Media and its relations with political leaders

Media and its relations with political leaders


The culminating point of the meeting that democrat leader Lulzim Basha had with reporters on Saturday was when he criticized them. Worried about the state of the media, he reminded me of the concern that the 44th US president, Barack Obama expressed when he publicly accepted: “I’m what the media says I am”. But the way and the form that Lulzim Basha chose to voice this was different. While stressing the lack of freedom and the state control on the media, the democrat leader said:

“The main problem that the media has is its inability to reflect deep social, economic and political problems. This makes journalists superficial chroniclers, instead of them investigating. If it weren’t for politicians, media would be unable to denounce anything. They tell us that we’ve become like the media and that we fill a big gap left by it. The opposition has conducted more investigations than the media has”.

Every journalist faces such criticism at least once in his career, but he would expect it to come from the editor-in-chief and not by a politician.
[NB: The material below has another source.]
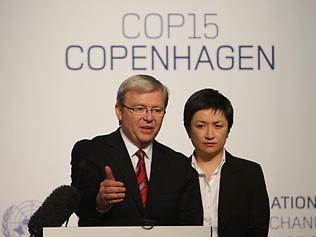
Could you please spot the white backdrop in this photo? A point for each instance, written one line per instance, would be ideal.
(61, 63)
But is it normal for the opposition leader to criticize the professional side of the media? It’s true that the Democratic Party is in opposition and that there’s some sort of interference between the media and the opposition, but let us not forget that this opposition is preparing to come into power, while the media is and will also criticize the government. So how can the media forge an alliance with a political force that will come into power tomorrow? There are at least 5 issues for which the democrat leader must show that he has a different approach.

First, before criticizing the work done by journalists, Basha should have proven that he was serious about changing the state of the media. Not only must Basha offer more security for journalists, but he must also make it clear for his subordinates that whenever they have problems with reporters, he will always be in the side of journalism.

Secondly, Basha must offer transparency in every aspect. He promised this and we hope it will happen soon, because let’s face it: the Democratic Party has more or less functioned the same way the Socialist Party has: the news stories that news desks receive are already made. The only difference that exists between these two parties is that the socialist leader has his own personalized channel, ERTV.

Thirdly, Basha needs to show that he has a clear platform on the relations that the Democratic Party will have with the media in general. This sort of platform is lacking, but it’s more than necessary. Will he have preferential journalists? What’s more important is the fact that Basha needs to have a press room where he can have an open and professional communication with the media. Basha must show that this situation will change and that the complaints that reporters make about his press office, are addressed and not ignored.

Fourthly, Basha needs to show that once he comes into power, he will behave differently from the current ruling party. He must show that he will never call media owners to complain about news stories which are published.

Fifthly, Basha needs to understand that the media cannot be regulated by politics. On the contrary, media is self-regulated. Its mission is and will always be to criticize politicians and the government. Or even those who want to come into power. Basha himself said that it’s impossible for the media to survive in an independent way. However, can he give us assurances that this will change once he comes into power?